Laras keluar dari rumah Damaira dengan terus mengomel tidak jelas dan menutup pintu dengan kasar.

“Astaghfirullah, beri hamba kesabaran ya Tuhan. Ampun, jadi orang celamitan banget, mana mulut pedes banget kaya cabai setan. Amit-amit, amit-amit, sing sabar Ra, sing sabar,” monolog Damaira setelah kembali mengunci pintu rumah. [sing : yang]

Dia harus segera menyelesaikan pekerjaannya kemudian berangkat ke toko. Setidaknya di toko dia akan memiliki kegiatan yang lebih menyenangkan dan bertemu banyak orang. Hal itu akan sedikit menyamarkan pikirannya yang semrawut.

“Ada apa? Kamu kena sawan, kenapa diam saja dari tadi?” Dinda meledek Damaira.

Dinda adalah asisten pribadi sekaligus sahabat Damaira.
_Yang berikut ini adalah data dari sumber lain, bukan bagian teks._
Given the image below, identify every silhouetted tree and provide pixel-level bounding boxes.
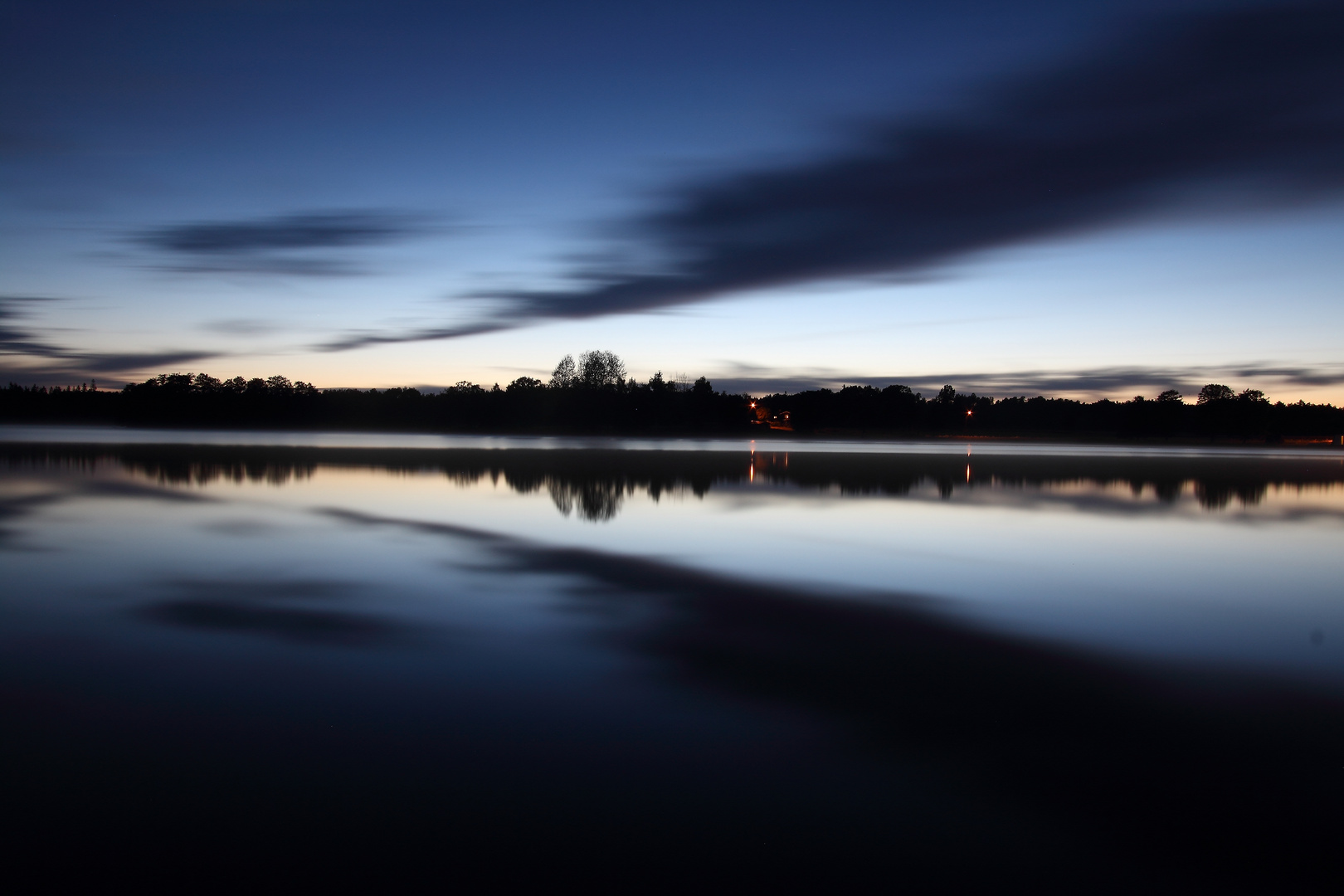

Damaira sudah berada di toko kuenya sejak tiga puluh menit yang lalu, tapi jiwa dan pikirannya entah di mana. Dia juga nampak tak bersemangat, membuat Dinda kesal.

“Perkara nafkah lagi?” Damaira menggeleng.

“Lalu?”

Dinda sudah sangat hafal apa yang dialami sahabatnya itu, terutama saat akhir bulan seperti ini.

Terlihat Damaira menarik nafas panjang, sepertinya beban wanita itu sangatlah berat.

Damaira menceritakan tentang ibu mertuanya yang sering mengatainya mandul. Dinda tampak terkejut, wajar saja, sebab ini kali pertama Damaira bercerita padanya.

“Sudahlah, Ra. Kamu jangan terus-menerus memikirkan hal itu. Tuhan pasti punya jalan terbaik untukmu, oleh sebab itu kamu belum diberi keturunan. Lebih baik kalian coba periksa ke dokter, untuk mengetahui keadaan kalian masing-masing. Setelah itu program. Zaman sekarang sudah canggih, kamu tak perlu terlalu resah tentang hal itu," usul Dinda.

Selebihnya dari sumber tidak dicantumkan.